O
pai que entrega ou, por omissão, permite que o filho menor de idade
dirija seu carro não pode ser automaticamente condenado por homicídio
culposo. Para a Quinta Turma do Superior Tribunal de Justiça (STJ), não
se pode presumir a culpa nem implicar penalmente o pai pela conduta do
filho, em razão de responsabilidade reflexa.
O
menor dirigia bêbado quando causou acidente de trânsito que resultou em
uma morte. A primeira instância absolveu o pai por falta de provas, mas o
tribunal local o condenou como coautor de homicídio culposo no
trânsito. Ele também foi condenado pelo crime de entrega de veículo a
pessoa não habilitada.
Coautoria e participação
O
ministro Marco Aurélio Bellizze esclareceu que o Brasil adota a teoria
monista no concurso de agentes. Isto é: em regra, todos os agentes que
executam condutas que levam ao resultado típico são condenados pelo
mesmo crime.
Porém, essa teoria só vale para crimes
intencionais. Nos crimes culposos, não se admite a condenação por
participação. Partícipe é aquele agente que, sem praticar o fato típico,
auxilia, instiga ou induz o autor a cometer o crime. De modo diverso, o
coautor também executa o fato típico e pode ser condenado em crime
culposo.
O relator ressaltou que o concurso de
agentes exige dos envolvidos uma unidade de objetivos ou intenções. Nos
crimes culposos, isso é avaliado em relação à conduta pretendida - em
geral, lícita - e não ao resultado previsível - lesivo ao direito.
Culpa presumida
"A
culpa não se presume", alertou o ministro. "Deve ser demonstrada e
provada pelo órgão acusador. Da leitura das decisões proferidas pelas
instâncias ordinárias, verifica-se, num primeiro momento, que não há
qualquer elemento nos autos que demonstre que o pai efetivamente
autorizou o filho a pegar as chaves do carro na data dos fatos, ou seja,
tem-se apenas ilações e presunções, destituídas de lastro fático e
probatório", completou.
"Ademais, o crime culposo,
ainda que praticado em coautoria, exige dos agentes a previsibilidade do
resultado. Portanto, não sendo possível, de plano, atestar a conduta do
pai de autorizar a saída do filho com o carro, muito menos se pode a
ele atribuir a previsibilidade do acidente de trânsito causado",
acrescentou Bellizze.
Negligência e imprudência
Conforme
o relator, a culpa do pai e a do filho se referem a crimes distintos.

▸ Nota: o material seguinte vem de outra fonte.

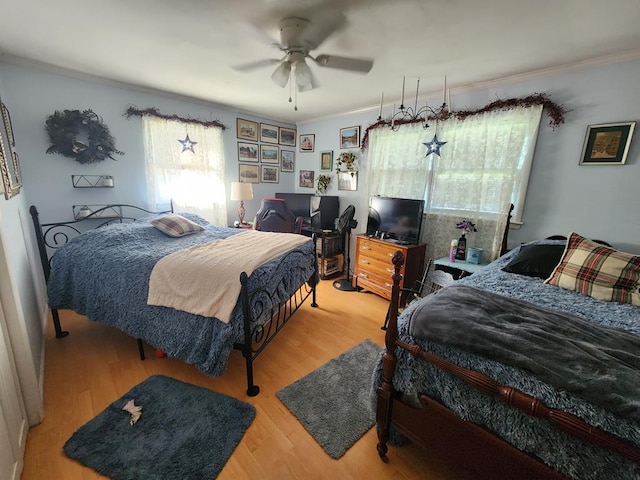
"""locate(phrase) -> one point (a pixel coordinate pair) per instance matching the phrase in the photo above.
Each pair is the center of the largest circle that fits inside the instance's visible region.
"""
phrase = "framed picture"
(287, 160)
(249, 173)
(350, 137)
(287, 137)
(307, 142)
(326, 160)
(270, 174)
(246, 129)
(348, 181)
(247, 152)
(268, 133)
(607, 143)
(307, 178)
(269, 154)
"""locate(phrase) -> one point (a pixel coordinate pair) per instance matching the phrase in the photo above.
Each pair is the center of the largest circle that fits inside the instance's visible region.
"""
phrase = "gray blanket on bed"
(563, 350)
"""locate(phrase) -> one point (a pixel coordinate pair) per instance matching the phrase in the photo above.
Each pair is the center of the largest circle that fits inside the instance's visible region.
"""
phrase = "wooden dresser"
(373, 267)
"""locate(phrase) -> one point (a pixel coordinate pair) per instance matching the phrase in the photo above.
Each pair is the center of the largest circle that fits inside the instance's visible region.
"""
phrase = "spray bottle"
(452, 250)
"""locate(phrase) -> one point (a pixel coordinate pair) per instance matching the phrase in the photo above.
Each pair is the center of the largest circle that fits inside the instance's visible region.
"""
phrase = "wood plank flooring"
(96, 364)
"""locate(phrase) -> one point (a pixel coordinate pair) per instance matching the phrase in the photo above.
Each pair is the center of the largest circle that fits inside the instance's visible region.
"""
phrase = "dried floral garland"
(154, 112)
(554, 111)
(64, 128)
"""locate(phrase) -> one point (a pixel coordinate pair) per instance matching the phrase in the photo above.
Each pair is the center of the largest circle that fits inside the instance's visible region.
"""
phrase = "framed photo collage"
(262, 162)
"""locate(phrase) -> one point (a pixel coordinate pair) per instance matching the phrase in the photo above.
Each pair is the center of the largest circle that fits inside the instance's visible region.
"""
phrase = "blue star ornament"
(187, 144)
(434, 146)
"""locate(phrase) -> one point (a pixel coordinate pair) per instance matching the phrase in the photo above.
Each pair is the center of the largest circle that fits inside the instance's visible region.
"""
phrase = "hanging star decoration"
(434, 146)
(188, 144)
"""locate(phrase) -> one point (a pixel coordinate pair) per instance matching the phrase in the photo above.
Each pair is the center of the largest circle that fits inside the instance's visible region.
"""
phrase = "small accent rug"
(185, 432)
(333, 401)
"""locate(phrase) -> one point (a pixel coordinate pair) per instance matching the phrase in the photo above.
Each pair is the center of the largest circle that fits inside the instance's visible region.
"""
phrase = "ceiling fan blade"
(247, 67)
(361, 65)
(280, 75)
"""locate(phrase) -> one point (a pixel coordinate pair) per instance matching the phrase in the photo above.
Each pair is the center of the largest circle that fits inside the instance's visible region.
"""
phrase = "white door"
(13, 419)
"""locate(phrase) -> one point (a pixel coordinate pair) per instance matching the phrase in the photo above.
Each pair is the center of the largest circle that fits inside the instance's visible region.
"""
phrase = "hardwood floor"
(96, 364)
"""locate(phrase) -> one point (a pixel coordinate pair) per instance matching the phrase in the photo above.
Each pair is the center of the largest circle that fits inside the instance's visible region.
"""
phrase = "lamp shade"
(241, 191)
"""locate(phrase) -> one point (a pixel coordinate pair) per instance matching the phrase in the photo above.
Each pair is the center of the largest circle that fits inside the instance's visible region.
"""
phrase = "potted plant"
(323, 183)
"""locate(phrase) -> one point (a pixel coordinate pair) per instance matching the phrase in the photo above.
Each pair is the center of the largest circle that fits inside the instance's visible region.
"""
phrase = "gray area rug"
(333, 401)
(185, 432)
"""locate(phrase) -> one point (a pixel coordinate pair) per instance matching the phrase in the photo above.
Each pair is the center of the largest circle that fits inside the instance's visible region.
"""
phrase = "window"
(189, 173)
(483, 167)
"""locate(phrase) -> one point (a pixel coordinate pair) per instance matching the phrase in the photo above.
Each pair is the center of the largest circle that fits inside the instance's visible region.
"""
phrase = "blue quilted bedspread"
(104, 274)
(574, 458)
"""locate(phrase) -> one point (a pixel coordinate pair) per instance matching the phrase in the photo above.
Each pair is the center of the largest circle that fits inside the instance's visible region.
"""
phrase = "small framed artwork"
(269, 174)
(607, 143)
(348, 181)
(268, 133)
(307, 142)
(326, 160)
(249, 173)
(287, 137)
(247, 152)
(246, 129)
(350, 137)
(307, 178)
(287, 160)
(269, 154)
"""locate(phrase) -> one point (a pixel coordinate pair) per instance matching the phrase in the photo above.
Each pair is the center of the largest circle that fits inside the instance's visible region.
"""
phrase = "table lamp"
(241, 191)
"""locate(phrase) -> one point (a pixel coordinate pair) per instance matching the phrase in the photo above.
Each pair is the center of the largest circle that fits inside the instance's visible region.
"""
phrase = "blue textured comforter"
(562, 452)
(104, 274)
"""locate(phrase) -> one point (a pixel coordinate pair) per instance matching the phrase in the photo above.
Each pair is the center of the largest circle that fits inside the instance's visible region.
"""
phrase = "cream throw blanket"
(205, 279)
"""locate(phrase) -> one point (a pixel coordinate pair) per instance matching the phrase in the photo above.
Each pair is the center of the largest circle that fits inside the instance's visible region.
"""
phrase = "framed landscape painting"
(249, 173)
(269, 154)
(246, 129)
(307, 142)
(287, 137)
(269, 174)
(307, 178)
(287, 160)
(247, 152)
(268, 133)
(607, 144)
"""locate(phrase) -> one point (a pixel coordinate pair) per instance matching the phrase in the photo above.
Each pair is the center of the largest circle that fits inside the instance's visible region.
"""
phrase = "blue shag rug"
(333, 402)
(185, 432)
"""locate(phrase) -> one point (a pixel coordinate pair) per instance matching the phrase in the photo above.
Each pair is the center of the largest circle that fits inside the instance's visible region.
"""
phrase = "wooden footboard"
(425, 426)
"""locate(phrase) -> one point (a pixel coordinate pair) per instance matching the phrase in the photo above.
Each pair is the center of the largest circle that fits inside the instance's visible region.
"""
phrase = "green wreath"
(64, 127)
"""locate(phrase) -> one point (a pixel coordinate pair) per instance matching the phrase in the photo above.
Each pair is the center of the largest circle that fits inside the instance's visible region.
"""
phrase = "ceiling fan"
(298, 37)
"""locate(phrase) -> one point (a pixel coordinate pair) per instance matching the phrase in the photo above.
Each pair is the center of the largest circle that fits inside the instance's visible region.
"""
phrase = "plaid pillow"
(598, 271)
(175, 225)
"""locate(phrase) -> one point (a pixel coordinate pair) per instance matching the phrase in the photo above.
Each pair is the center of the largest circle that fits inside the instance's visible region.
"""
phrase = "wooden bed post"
(389, 359)
(252, 389)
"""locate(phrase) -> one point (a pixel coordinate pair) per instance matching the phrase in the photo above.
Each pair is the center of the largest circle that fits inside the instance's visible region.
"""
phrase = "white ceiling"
(188, 47)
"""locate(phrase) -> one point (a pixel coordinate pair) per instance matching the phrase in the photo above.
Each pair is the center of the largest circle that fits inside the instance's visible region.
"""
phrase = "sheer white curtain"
(483, 168)
(194, 180)
(396, 162)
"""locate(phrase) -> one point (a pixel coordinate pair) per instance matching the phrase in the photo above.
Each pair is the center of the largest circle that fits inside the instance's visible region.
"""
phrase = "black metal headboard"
(51, 236)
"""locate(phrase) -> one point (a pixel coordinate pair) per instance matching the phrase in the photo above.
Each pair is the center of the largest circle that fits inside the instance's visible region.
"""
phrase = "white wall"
(595, 201)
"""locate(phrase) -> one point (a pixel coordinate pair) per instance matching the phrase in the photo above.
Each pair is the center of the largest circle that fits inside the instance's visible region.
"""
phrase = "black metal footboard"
(270, 317)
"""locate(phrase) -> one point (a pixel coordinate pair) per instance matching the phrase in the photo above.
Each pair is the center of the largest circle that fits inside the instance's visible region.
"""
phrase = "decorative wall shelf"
(96, 211)
(92, 181)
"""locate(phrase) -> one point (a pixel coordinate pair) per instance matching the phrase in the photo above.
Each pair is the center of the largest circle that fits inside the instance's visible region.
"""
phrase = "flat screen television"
(395, 219)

"O pai foi negligente na guarda das chaves do veículo e o filho foi
imprudente ao dirigir automóvel sem habilitação após ingerir bebida
alcoólica", avaliou o relator.
"Não é possível, a
não ser de forma reflexa, atribuir-se ao pai a imprudência imprimida
pelo menor na direção do veículo, pois nem ao menos é possível
concluir-se que a conduta do filho tenha entrado na sua esfera de
conhecimento", concluiu.
Pela decisão, foi
restabelecida a absolvição quanto à coautoria de homicídio culposo no
trânsito, mas mantida a condenação pela entrega de veículo a menor.